Irv Kaufman as a young art professor at the University of Michigan.

I wrote a column early in my tenure at Many Worlds about Einstein and his ideas about “cosmic religion.” In it, I wrote about that part of Einstein’s thinking that gets less attention than it seems to deserve, to me at least.  And as I was thinking about my father’s passing, Einstein’s thoughts on cosmic religion came back to me.

No god, no unresolvable mysteries, no dogma.  Instead the wonderful and punishing laws of nature and the cosmos, and our good fortune to have some time living in them as human beings.  A kind of clear-eyed transcendence without all the religious trappings.
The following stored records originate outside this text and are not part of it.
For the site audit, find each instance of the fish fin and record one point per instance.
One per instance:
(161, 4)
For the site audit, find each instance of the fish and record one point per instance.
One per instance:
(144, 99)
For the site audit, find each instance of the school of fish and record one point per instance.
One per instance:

Thoughts of clear-eyed transcendence brought back to mind the most searing and surprising death and aftermath that I’ve witnessed.  When I was a reporter at The Philadelphia Inquirer, a charming young woman and her reporter husband were finally going to have a long-desired baby.  Well into the pregnancy, as I remember it, the woman starting getting very sick and was ultimately diagnosed with a fast-spreading cancer.
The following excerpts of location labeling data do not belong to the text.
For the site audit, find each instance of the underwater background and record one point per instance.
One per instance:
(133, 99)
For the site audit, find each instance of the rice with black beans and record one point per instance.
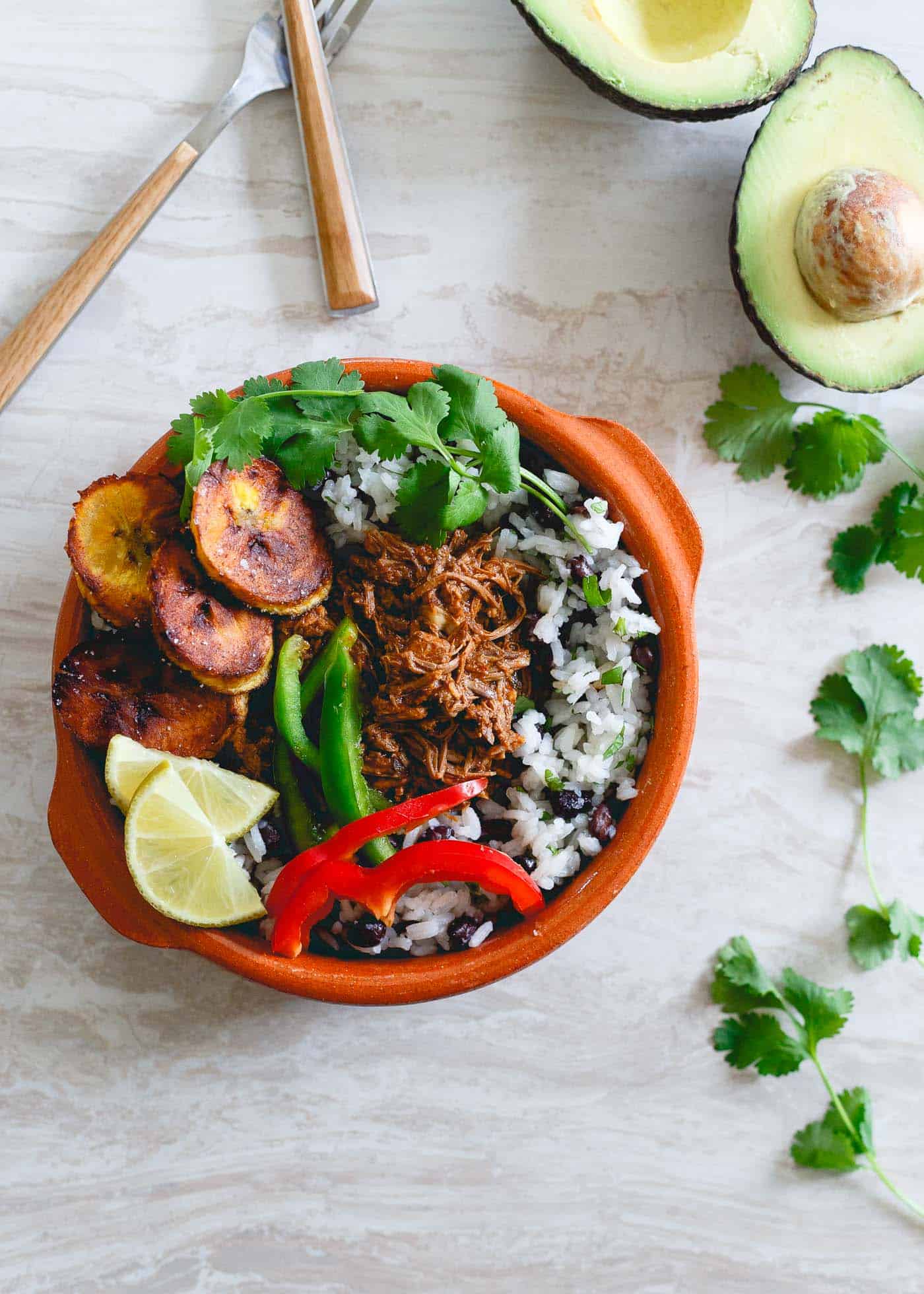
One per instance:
(591, 735)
It was brutal, but she hung on and gave birth.  And then a few days later she died.

The entire Inquirer staff came to her funeral, and her husband got up to speak.  None of us knew what to expect, what someone in his place could possibly say.

But speak he did, and what he had to say was powerfully moving and instructive.  Yes, he had felt despair and anger at the awful turn of events, and, yes, what faith he had was shattered.

Then he spoke as if transported about the unexpected understanding that had come to him.

The death was an absolute tragedy and hideously unfair.  But out of it had come a beautiful, healthy boy.  Despite the horrible twist of fate, something precious had arrived.  The mother’s strength and grit had allowed a longed-for baby to survive.

And the husband ended with this reality lost in the grief:  had his wife not been pregnant, she still would have died of cancer. But she would have died without a lovely child delivered to the world.

Grief and joyful transcendence. There was not a dry eye in the huge crowd and not a heart that had not been lifted.

My father’s death will effect far fewer people than the one I just described.  The emotional punch of his passing has less force because he lived fully and because so many of his contemporaries are gone.

But the emotional dichotomy is still there and cries out for transcendence.  Each life is so important and yet so unimportant.  How do we make sense of that?